The fact that readies benefited more from recasts than the unreadies suggests that the
type of instructional/interactional input is also important. The Spada and Lightbown study shows
how the learners first language may interact with developmental readiness in contributing to
learning outcomes. Perhaps because each student spoke a different first language, the class
seemed to ignore prior knowledge of any other language and discussed the rules of parts of
speech in English as though no universals or commonalities between different languages would
have been relevant to the lesson or helpful to activate the students schema of prior knowledge of
parts of speech.

Get it right in the end


Form-focused instruction as it is understood in this position does not always involve
metalinguistic explanations, nor are learners expected to be able to explain why something is
right or wrong. They claim simply that the learners need to notice how their language use differs
from that of a more proficient speaker. This was not the case when Bonnie asked the students to
take their turn presenting and explaining the answers and corresponding grammar rules to the
rest of the class, but it seemed to be the case when Bonnie went over syllables and pronunciation.

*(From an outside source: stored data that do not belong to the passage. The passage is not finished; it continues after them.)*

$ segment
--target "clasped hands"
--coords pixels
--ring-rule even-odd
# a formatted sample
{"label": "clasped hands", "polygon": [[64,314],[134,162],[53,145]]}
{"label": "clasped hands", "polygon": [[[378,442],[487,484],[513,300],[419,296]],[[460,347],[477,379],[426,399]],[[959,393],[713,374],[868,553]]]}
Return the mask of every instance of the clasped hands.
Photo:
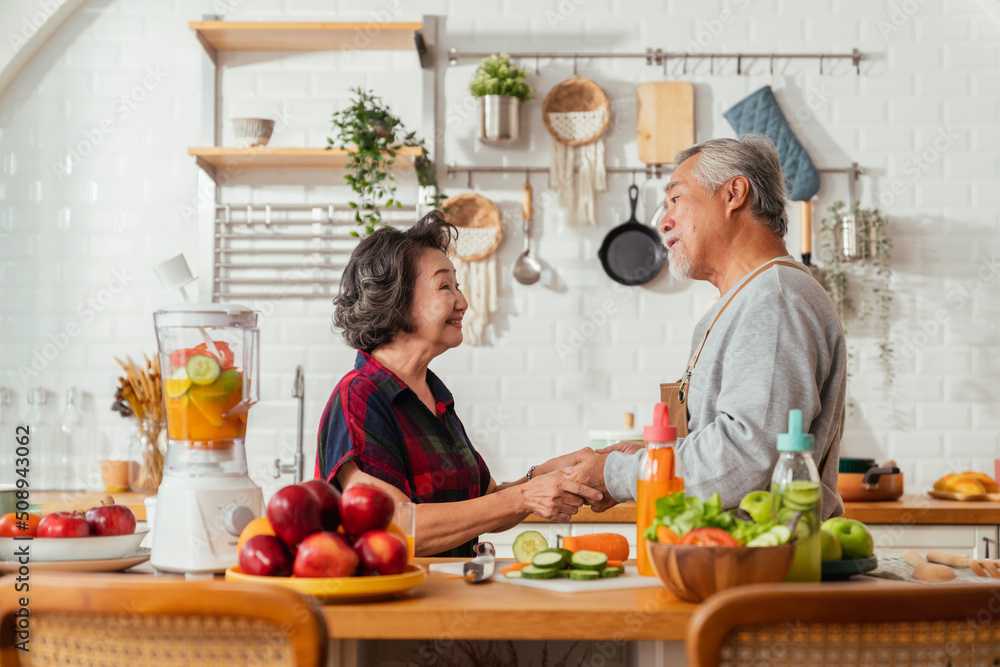
{"label": "clasped hands", "polygon": [[604,463],[611,452],[634,454],[642,445],[619,442],[593,450],[584,447],[546,461],[535,469],[531,481],[521,487],[525,511],[549,521],[564,522],[580,507],[590,505],[603,512],[618,504],[604,483]]}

Bonnie gave feedback on all written errors of the students (on the board, so that
everything written on the board was correct), but no feedback on any spoken errors, except
during the final activity of going over syllables and pronunciation. During this last portion of the
class, Bonnie spaced out the numbers 1 through 5 on the board and asked the students if they
could think of a word with each number of syllables. Each student who could think of a word
with the correct number of syllables was asked to come up and write it on the appropriate
list/number and do their best to pronounce the word to the whole class. Students often
pronounced the word in a way it would not normally be said in native conversation, and for this
activity Bonnie corrected students pronunciation, emphasizing when there was a big difference
between pronouncing the syllables of a word and saying the word fluently as in a conversation.
One thing I noticed at the beginning and throughout the class was the active participation
of the whole class, even when Bonnie was speaking to the group as a whole. For the entire class,
students mumbled or spoke repetitions of Bonnies words, seemingly indicating engagement,
intrinsic motivation and voluntary or even subconscious output.

Reflection:
Because this observation was as beginner-level as can be, the observer and English
learners alike, it is difficult to draw a conclusion on how this class could have been executed in a
way that may have been more effective or engaging for the students. Even though the prior
knowledge of the students was less than what Bonnie expected, she was able to adjust her plan
without notice in order to better meet the students at their real current readiness level, provided
some input of new vocabulary and basic grammar rules, and included student-to-student
activities. Although her communicative material was limited, she used words that the students
thought of in attempt to make the learning environment somewhat learner-centered. I could tell
as an observer that the students home cultures and languages were not acknowledged, included
or considered in any aspect of the class, however every student was equally called upon to speak
and regarded equally with respect and confidence.